Assembler and Disassembler

In developing and verifying BLIMP processors, a RISCV assembler and disassembler were also created in C++. The disassembler allowed instruction traces to clearly display instructions in the pipeline when being tested, and the assembler allowed processor tests to be written in assembly (being converted to bits before being used as a stimulus for the processor). These utilities were also used in the functional-level processor, which needed to be able to identify instructions in order to execute their semantics.

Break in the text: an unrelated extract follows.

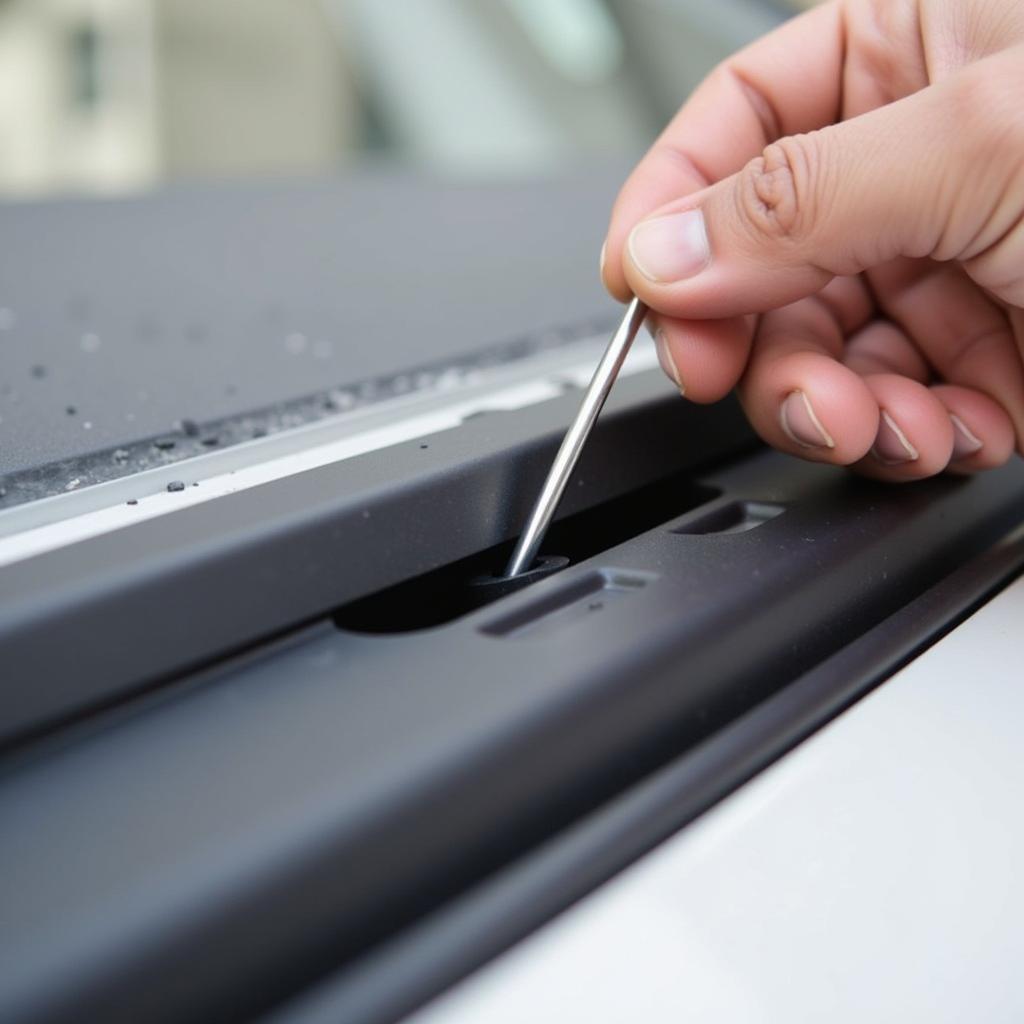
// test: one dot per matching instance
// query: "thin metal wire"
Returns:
(576, 437)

When developing these utilities, extensibility and performance were two main goals. Accordingly, the current implementation strives to achieve the following:

  • Adding support for new instructions should require minimal changes

  • String operations should be avoided if possibe, to make operations quick (ex. when identifying a binary instruction)

All of these utilities are implemented in the asm directory.

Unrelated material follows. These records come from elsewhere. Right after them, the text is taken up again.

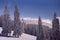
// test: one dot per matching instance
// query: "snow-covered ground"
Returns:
(22, 37)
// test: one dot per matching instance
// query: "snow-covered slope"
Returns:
(22, 37)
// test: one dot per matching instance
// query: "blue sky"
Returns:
(32, 8)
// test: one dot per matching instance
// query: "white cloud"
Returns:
(29, 20)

Instruction Identification

Our assembler/disassembler utilities need some internal representation of each instruction type, which should contain all the information necessary to determine whether a string or binary instruction is of that particular type. This information is known as the instruction’s specification, and is defined in inst.h:

typedef struct {
  inst_name_t name;
  std::string assembly;
  uint32_t    match;
  uint32_t    mask;
} inst_spec_t;
This includes:
  • The instruction’s name (a unique enumeration to identify the instruction type)

  • A template of how the instruction is used in assembly, containing the fields in their appropriate position (ex. addi rd, rs1, rs2)

  • 32-bit match and mask values. To understand these values, consider each instruction’s bits as a combination of those that uniquely identify the instruction (ex. the opcode, func3 / func7 fields, etc.), and those that encode the instruction’s arguments (ex. the value of rs1). match contains the identification bits of the instruction (with non-identification bits set to 0), and the bits in mask are set to identify the location of identification bits in the instruction. In this way, for any given instruction, inst & mask should equal match for any instance of that instruction, and not for an instance of a different instruction

Instruction specifications are given for all possible instructions (currently implemented up to RV32IM). To identify the specification for a given assembly string, we can compare the first space-delimited word of the string to the first word in the template assembly; these will be the instruction names. To identify the specification for a given binary instruction inst, we can find the specification for which inst & mask == match. This implementation additionally allows for ease of extensibility; if a designer wished to add a new (possibly custom) instruction to be identified, they would only need to add a new value to the inst_name_t enum, and define the instruction specification in inst.h.

A visualization of instruction specification identification

Instruction Generation

Once we’ve identified the specification for a given instruction, we can use the template assembly to convert from a binary representation to a string or vice versa.

Assembly String from Binary Instruction

When generating an assembly string, the base of the string is already given in the instruction template; all that’s left to do is replace the template fields (ex. "rs1") with the values given in binary. For all instruction fields used in RV32IM, a get_*_id function is defined in fields.h (implemented in fields.cpp) to extract the correct string value for the field, given a binary representation (with a get_* function often being used just to obtain the numberic value). For example, the get_rd_id function takes in a binary instruction (as a uint32_t), and returns the string of the value in the rd position in the instruction. To disassemble an instruction, we accordingly take the base assembly template, and iterate through the template argument fields, using the corresponding get_*_id function to replace the field with its string value. The mapping of field strings to get_*_id functions is defined in disassemble.cpp.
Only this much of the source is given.